Northampton County in northeastern North Carolina has been majority black since the plantation system was established in the 1700s, but it wasn’t until 1969 that the first black person was appointed to the school board.

Born into a sharecropping family, James H. Jones left Longview Farm to establish his own farmstead. He twice ran unsuccessfully for Northampton County School Board and then received appointment to it through a political horse trade with a progressive white state lawmaker who received the backing of the county’s black leadership and then pushed through legislation to expand the school board and provide for the appointment of two new members before the next election.

A 1960 state Supreme Court ruling successfully overturning the literacy test that had been used to prevent black residents from registering to vote — an effort that Jones played a role in — and set the stage for eventual political representation. During Jones’ tenure, blacks would gain the majority on the school board, and Jones would become the first black chairman of a school board in North Carolina.

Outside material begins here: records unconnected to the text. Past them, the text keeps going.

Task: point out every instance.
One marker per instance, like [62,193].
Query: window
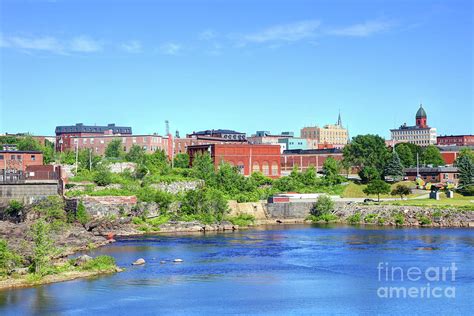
[255,167]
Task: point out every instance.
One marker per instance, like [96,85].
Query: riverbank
[21,281]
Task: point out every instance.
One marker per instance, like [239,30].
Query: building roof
[421,112]
[312,151]
[216,131]
[81,128]
[431,170]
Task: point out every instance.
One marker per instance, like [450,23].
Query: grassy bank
[60,273]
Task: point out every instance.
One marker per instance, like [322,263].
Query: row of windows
[17,157]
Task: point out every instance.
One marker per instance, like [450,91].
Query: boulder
[139,262]
[81,260]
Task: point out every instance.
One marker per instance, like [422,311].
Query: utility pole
[77,153]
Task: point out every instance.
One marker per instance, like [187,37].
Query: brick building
[98,143]
[20,160]
[306,158]
[225,135]
[434,175]
[334,135]
[420,134]
[455,140]
[248,158]
[64,134]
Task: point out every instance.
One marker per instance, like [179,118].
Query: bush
[399,219]
[324,205]
[81,214]
[354,219]
[370,218]
[424,220]
[242,220]
[15,208]
[9,260]
[100,263]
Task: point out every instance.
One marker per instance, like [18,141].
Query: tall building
[335,135]
[64,134]
[420,134]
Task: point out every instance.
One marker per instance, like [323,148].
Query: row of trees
[375,161]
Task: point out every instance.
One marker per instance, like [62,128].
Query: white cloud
[171,48]
[362,29]
[207,35]
[283,33]
[131,47]
[84,44]
[51,44]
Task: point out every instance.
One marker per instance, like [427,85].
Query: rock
[81,260]
[20,271]
[139,262]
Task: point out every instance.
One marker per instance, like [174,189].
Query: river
[286,269]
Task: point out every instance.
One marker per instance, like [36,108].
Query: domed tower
[421,117]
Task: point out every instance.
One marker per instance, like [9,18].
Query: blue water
[269,270]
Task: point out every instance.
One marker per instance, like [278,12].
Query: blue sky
[243,65]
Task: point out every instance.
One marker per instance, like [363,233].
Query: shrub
[8,259]
[399,219]
[100,263]
[424,220]
[81,214]
[15,208]
[242,220]
[370,218]
[354,219]
[323,205]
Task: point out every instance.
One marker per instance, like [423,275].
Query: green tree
[466,170]
[203,168]
[322,206]
[369,173]
[432,156]
[367,151]
[158,163]
[405,153]
[43,246]
[377,187]
[394,167]
[401,190]
[181,160]
[135,154]
[8,258]
[331,169]
[114,149]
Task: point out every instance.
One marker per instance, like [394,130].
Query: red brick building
[20,160]
[455,140]
[64,134]
[306,158]
[98,143]
[434,175]
[248,158]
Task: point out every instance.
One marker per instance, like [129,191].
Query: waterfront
[291,269]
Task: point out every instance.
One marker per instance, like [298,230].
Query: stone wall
[27,192]
[178,186]
[256,209]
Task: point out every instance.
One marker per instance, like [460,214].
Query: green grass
[354,190]
[242,220]
[459,202]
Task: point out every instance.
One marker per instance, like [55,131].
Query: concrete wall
[289,210]
[27,192]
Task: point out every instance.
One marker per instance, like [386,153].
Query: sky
[242,65]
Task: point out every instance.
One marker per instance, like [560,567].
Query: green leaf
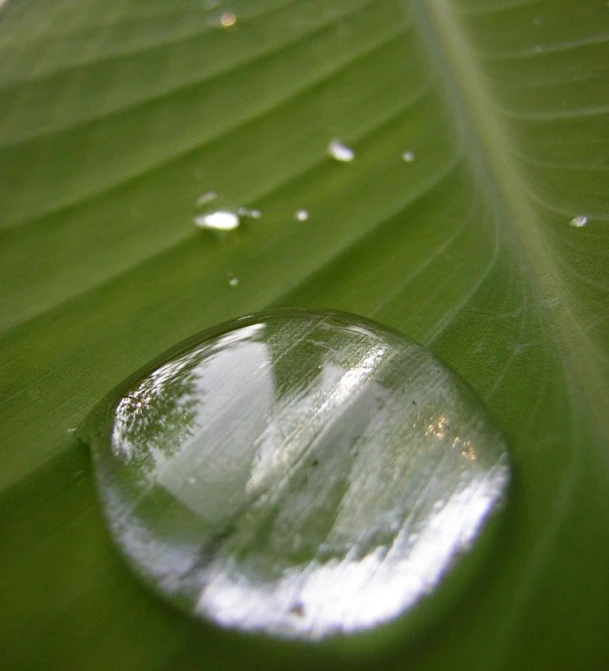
[116,115]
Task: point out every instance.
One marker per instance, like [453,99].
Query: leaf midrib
[488,147]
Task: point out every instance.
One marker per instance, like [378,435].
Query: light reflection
[340,152]
[299,497]
[222,220]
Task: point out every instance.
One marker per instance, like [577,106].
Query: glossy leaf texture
[473,218]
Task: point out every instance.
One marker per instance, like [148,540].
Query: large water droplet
[297,473]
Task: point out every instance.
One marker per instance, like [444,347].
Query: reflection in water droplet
[340,151]
[298,473]
[579,221]
[220,220]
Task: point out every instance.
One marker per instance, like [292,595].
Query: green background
[116,115]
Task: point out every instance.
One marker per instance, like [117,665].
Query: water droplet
[206,198]
[274,474]
[579,221]
[339,151]
[223,20]
[252,214]
[221,220]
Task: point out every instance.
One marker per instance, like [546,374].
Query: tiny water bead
[220,220]
[339,151]
[579,221]
[297,473]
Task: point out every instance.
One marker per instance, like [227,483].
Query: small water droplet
[252,214]
[324,501]
[339,151]
[205,198]
[221,220]
[223,20]
[579,221]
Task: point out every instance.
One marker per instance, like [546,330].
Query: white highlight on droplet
[218,221]
[252,214]
[339,151]
[579,221]
[206,197]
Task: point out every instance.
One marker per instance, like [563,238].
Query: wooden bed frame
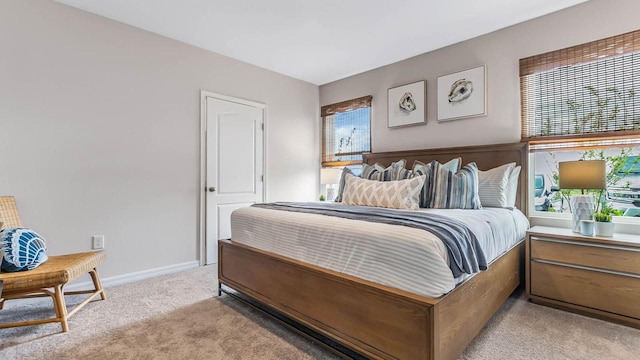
[377,321]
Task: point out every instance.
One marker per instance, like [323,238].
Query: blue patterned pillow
[453,190]
[22,249]
[420,168]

The place is tellingly described by a chorus of anonymous commenters at the beginning of the film, both black and white: “Northampton County is a small county on the scale of things, had a population that were used to each other; I don’t know how they felt about each other — they were used to each other…. Northampton County is a farming community, a county where people live and work and enjoy themselves together with the limited resources that they have…. We did have a nice, comfortable way of life in a lot of ways down here. It was very little change that took place for a long time.”

Directed by Jones’ daughter, the documentary can feel like hagiography and the pacing sometimes suffers from an overreliance on “talking head” interviews, but overall it conveys an important story about a significant North Carolina leader in a fascinating locale. Jones’ rise is all the more remarkable for the fact that he pioneered black electoral power in a county where blacks remained subjugated as sharecroppers on cotton plantations at least through the 1950s. (Disclosure: My ancestors owned slaves in Northampton County.)